Bientôt la fable de la cigale et la fourmi sera applicable à certains pays qui auront décidé de négliger l'agriculture pérenne, naturelle, au profit...d'autres con....(enfin choses).

Et dans 10 ans, l'Afrique qui a encore beaucoup de terrains vides (les Chinois ne s'y trompent pas ils commencent à s'y intéresser), nous répondra comme la fourmi "que faisiez-vous au temps chaud ? Vous rouliez ? dansiez ? mettiez des pesticides ? J'en suis fort aise, et bien mourrez maintenant, comme vous nous avez laissé mourir pendant des années"
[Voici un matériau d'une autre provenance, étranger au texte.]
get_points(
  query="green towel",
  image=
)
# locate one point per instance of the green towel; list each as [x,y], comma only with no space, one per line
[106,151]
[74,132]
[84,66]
 Car dans 10 ans, ou moins ou légèrement plus, nous n'aurons plus assez de terres agricoles pour nous nourrir, parce que nous les aurons remplacées par des terrains constructibles pour les Zones Commerciales du we,  pour les maisons de campagne, pour des habitations isolées, des circuits de F1

Avez-vu vu le reportage de compléments d'enquête sur France 2 qui montrait comment la 1è AMAP de France, à Ollioules, est désormais encerclée de magasins, routes, etc...pour occuper les gens le we...

Pour moi cela a été une révélation, une prise de conscience... Il faut sauver nos agriculteurs aujourd'hui (ceux qui produisent en respectant le terre et notre santé) pour nous sauver demain; car ce sont eux qui devraient gagner comme des footballeurs. Ce sont eux qui nous permettront de manger demain !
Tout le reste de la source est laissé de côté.